Faktor yang Mempengaruhi Dividend Payout Ratio (DPR) pada Perusahaan di Bursa Efek Indonesia

 

Faktor yang Mempengaruhi Dividend Payout Ratio (DPR) pada Perusahaan di Bursa Efek Indonesia - (Perbandingan Perusahaan dengan Kepemilikan Manajemen dan Tanpa Kepemilikan Manajemen) - Dalam dunia investasi saham, dividen selalu menjadi topik yang menarik untuk dibahas. Banyak investor di Indonesia yang memilih saham bukan hanya karena potensi capital gain, tetapi juga karena konsistensi pembagian dividen. Salah satu indikator yang sering digunakan untuk mengukur kebijakan dividen perusahaan adalah Dividend Payout Ratio (DPR).

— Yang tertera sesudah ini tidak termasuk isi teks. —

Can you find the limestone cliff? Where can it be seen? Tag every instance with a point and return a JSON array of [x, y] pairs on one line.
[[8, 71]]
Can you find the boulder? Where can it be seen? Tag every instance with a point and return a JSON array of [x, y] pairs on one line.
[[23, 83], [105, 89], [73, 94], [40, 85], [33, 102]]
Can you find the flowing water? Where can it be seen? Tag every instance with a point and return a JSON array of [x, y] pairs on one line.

Bagi perusahaan yang terdaftar di Bursa Efek Indonesia (BEI), kebijakan dividen bukan hanya soal membagikan laba, tetapi juga menyangkut strategi keuangan, struktur kepemilikan, serta sinyal kepada pasar. Dalam konteks ini, menarik untuk mengkaji apakah terdapat perbedaan faktor-faktor yang mempengaruhi DPR pada perusahaan yang sebagian sahamnya dimiliki oleh manajemen (insider ownership) dan perusahaan yang tidak dimiliki oleh manajemen.

Sumber Gambar: Dreamina AI


Artikel ini mengulas secara komprehensif penelitian yang dilakukan oleh Amalia Nur Chasanah (2008) dari Program Pascasarjana Universitas Diponegoro, serta mengembangkan pembahasannya dengan pendekatan yang lebih kontekstual dan relevan dengan kondisi pasar modal saat ini.

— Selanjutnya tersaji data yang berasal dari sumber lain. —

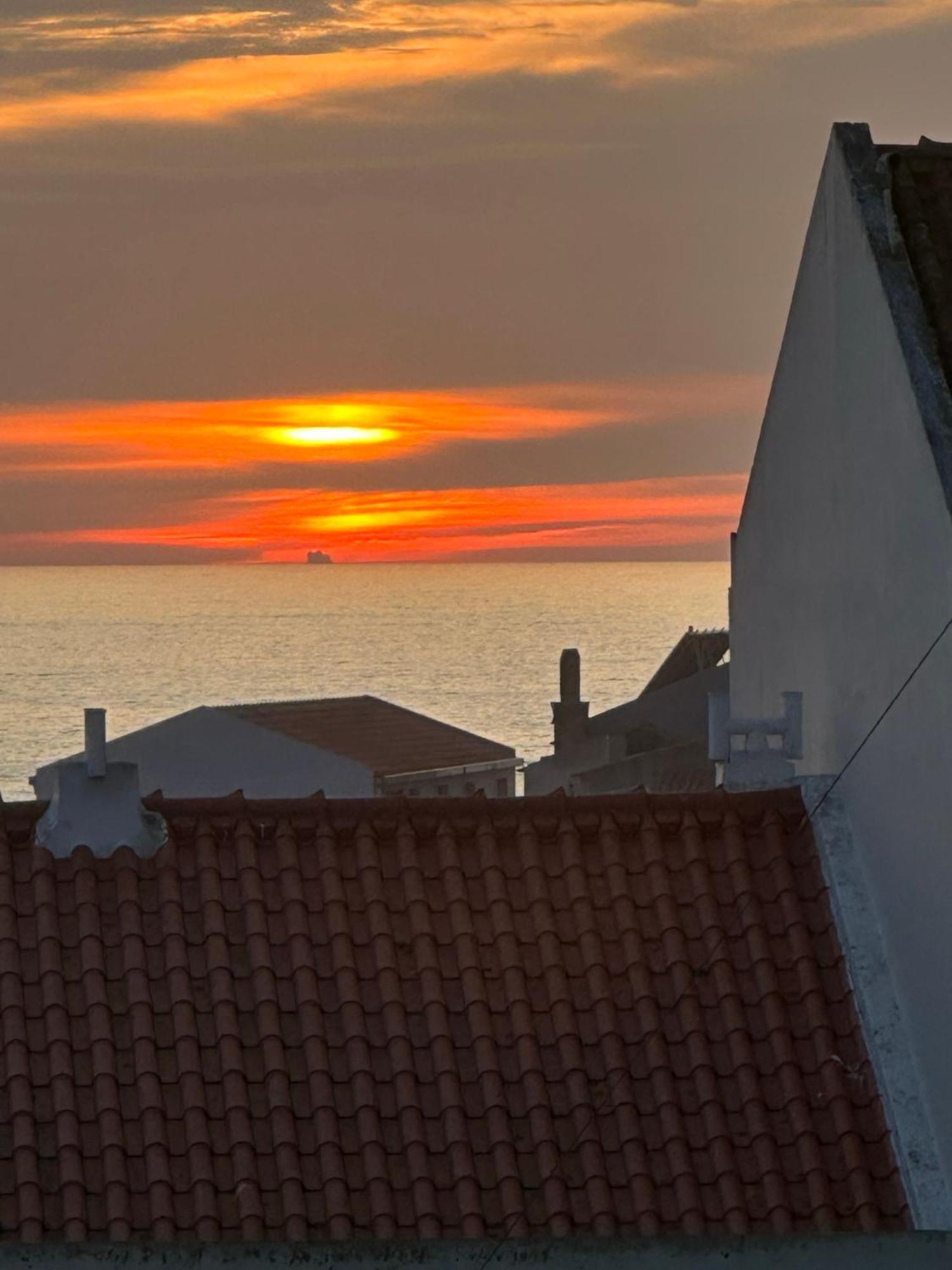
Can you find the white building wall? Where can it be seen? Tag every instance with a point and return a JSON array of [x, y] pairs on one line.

Konsep Dasar Dividend Payout Ratio (DPR)

Dividend Payout Ratio (DPR) adalah rasio yang menunjukkan persentase laba bersih yang dibagikan kepada pemegang saham dalam bentuk dividen. Secara sederhana:

DPR = Dividen Tunai / Laba Bersih

Rasio ini mencerminkan kebijakan perusahaan dalam membagi keuntungan antara pemegang saham dan laba ditahan (retained earnings). Jika DPR tinggi, berarti perusahaan lebih banyak membagikan laba kepada investor. Jika rendah, perusahaan cenderung menahan laba untuk ekspansi.

Menurut teori kebijakan dividen, terdapat beberapa pendekatan utama:

  1. Dividend Irrelevance Theory – Menurut Miller dan Modigliani, kebijakan dividen tidak mempengaruhi nilai perusahaan dalam pasar sempurna (Brigham & Houston, 2019: 620).

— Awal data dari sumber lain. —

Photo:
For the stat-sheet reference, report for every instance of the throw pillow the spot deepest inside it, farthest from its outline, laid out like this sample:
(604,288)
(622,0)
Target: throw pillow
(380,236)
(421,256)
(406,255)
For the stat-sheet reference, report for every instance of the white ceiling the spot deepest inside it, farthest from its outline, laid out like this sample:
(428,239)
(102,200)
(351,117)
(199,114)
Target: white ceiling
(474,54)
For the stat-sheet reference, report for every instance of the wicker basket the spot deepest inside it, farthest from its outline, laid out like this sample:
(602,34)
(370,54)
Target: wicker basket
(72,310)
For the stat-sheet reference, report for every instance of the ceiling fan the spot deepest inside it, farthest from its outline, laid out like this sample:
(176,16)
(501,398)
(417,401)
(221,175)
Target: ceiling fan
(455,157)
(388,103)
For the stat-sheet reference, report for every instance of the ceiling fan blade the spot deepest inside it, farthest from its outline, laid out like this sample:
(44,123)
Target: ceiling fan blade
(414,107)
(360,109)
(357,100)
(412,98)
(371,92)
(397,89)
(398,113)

  2. Bird in The Hand Theory – Investor lebih menyukai dividen saat ini dibanding capital gain di masa depan (Gordon, 1963: 45).

  3. Agency Theory – Dividen dapat mengurangi konflik antara manajer dan pemegang saham (Jensen & Meckling, 1976: 312).

Di sinilah peran kepemilikan manajemen menjadi penting.

Kepemilikan Manajemen dan Teori Keagenan

Kepemilikan manajemen (insider ownership) adalah kondisi ketika manajer atau direksi perusahaan juga memiliki saham perusahaan tersebut. Menurut teori keagenan, semakin besar kepemilikan manajemen, maka konflik antara manajer dan pemegang saham akan semakin kecil karena kepentingan mereka menjadi selaras (Jensen & Meckling, 1976: 308).

Namun, dalam praktiknya, kepemilikan manajemen bisa berdampak berbeda terhadap kebijakan dividen:

  • Jika manajer ingin menikmati keuntungan langsung → DPR bisa tinggi.

  • Jika manajer lebih fokus pada ekspansi dan pertumbuhan → DPR bisa ditekan.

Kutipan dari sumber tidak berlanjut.